Let's not forget that the bomb plot was only to get control over the war decisions. The holocaust was still perfectly ok to these nazis.

That's not true, Mr. 4. Von Stauffenberg himself was very much against the camps. Other members of the Valkyrie plot were opposed to the treatment of the Jews to varying degrees. Yes, the German Army was aware of the Holocaust and helped operate the camps, but many of those who were trying to overthrow Hitler were not in favor of the camps (if not as vocally and forcefully opposed to them as history would like). It was not the primary focus or impetus for their actions against Hitler, but the Holocaust was very far from "perfectly ok" to most of these particular conspirators.

(Nor were most of them "Nazis," though German Army officers had different levels of sympathy, apathy, or antipathy to the Nazis and loyalty to Hitler -- an issue of historical contention to this day.)

Mr. Peterseim, You sound like a true German! The Nazis were what they were, animals!!!!!

Ah, Mr. Todd, did you have a point?

Needless to say (and yet, I'll say it), I wasn't defending the Nazis (though Oskar Schindler was a member of the Party -- was he an "animal"?), I was pointing out that there was a difference between the German Army officer corps and the Nazis. Not cut and dried, not black and white. The Army ran the camps and many of its members were morally accountable (and punished) for both that and for "looking the other way" or "just following orders."

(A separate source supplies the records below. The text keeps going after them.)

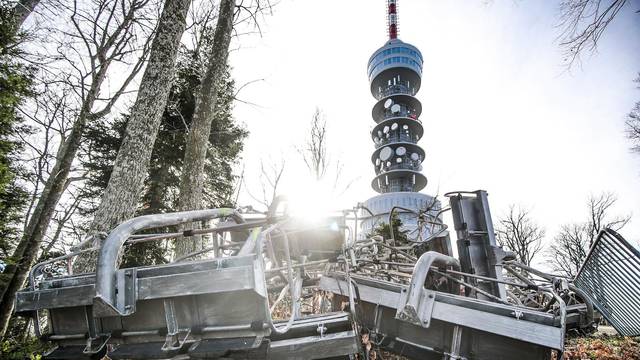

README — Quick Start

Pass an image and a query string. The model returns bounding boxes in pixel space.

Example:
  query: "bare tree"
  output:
[246,159,286,210]
[298,108,330,181]
[496,205,545,266]
[76,0,191,272]
[558,0,637,67]
[586,192,631,247]
[0,0,148,336]
[13,0,40,31]
[548,192,631,277]
[627,74,640,153]
[175,0,235,256]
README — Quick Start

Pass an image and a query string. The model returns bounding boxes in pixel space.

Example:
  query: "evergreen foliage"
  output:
[83,50,248,267]
[0,4,33,267]
[368,214,409,245]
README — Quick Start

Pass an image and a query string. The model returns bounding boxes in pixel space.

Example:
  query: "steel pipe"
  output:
[93,208,244,317]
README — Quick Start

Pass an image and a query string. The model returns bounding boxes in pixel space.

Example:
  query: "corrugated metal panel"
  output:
[575,229,640,336]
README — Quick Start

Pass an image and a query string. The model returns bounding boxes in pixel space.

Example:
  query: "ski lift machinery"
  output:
[16,190,637,360]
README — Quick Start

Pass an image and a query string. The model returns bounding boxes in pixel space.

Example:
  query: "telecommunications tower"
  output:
[362,0,439,237]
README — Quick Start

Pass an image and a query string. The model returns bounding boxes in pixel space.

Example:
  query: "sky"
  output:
[230,0,640,248]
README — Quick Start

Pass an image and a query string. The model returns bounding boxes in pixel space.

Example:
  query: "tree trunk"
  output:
[175,0,235,256]
[13,0,40,32]
[74,0,191,272]
[0,82,100,338]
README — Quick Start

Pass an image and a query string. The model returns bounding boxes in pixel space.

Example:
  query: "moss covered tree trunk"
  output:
[74,0,191,272]
[175,0,235,256]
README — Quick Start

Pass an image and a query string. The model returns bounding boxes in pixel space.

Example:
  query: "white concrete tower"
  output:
[362,0,437,237]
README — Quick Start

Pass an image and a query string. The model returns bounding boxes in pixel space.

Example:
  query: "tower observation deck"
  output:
[363,0,438,239]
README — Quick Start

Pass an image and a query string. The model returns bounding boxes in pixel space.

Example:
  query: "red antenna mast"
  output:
[387,0,398,40]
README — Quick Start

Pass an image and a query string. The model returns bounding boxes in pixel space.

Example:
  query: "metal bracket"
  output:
[82,306,111,354]
[396,288,436,328]
[162,299,191,351]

However, as I said, there were members of the Army, such as the participants in the Valkyrie plot, who were disgusted by the Nazis, both politically and morally. Sure, some of them went along with things longer than they should have, and as with any group of humanity and any moral issue, there were all sorts of shades of gray in how German Army officers reacted to and rationalized their service to Hitler and the Nazis.

Historians to this day go back and forth on just what the German Army leaders knew, when they knew it, and what they did or did not do about it.

But the point of the FILM Valkyrie was to highlight the attitudes and actions of von Stauffenberg and his co-conspirators, not all of whom were as pure in motive and morality as we might like, but who DID eventually ACT.

As for my personal German ancestry, nice try, but ironically you're off the mark a bit. You're judging me by my last name, which was actually the Amish name of the family that adopted my WELSH grandfather. But nice try at casting stereotypes and assumptions based on scanty evidence. However, I AM three-quarters German/Bohemian, as my mother's parents were Bohemian and my father's mother was Amish. And today, two generations removed from all that, I'm about as German as I am Amish or Welsh, which is to say not a whole lot. Other than my love of bratwurst, which is more about the Packers than the Germans.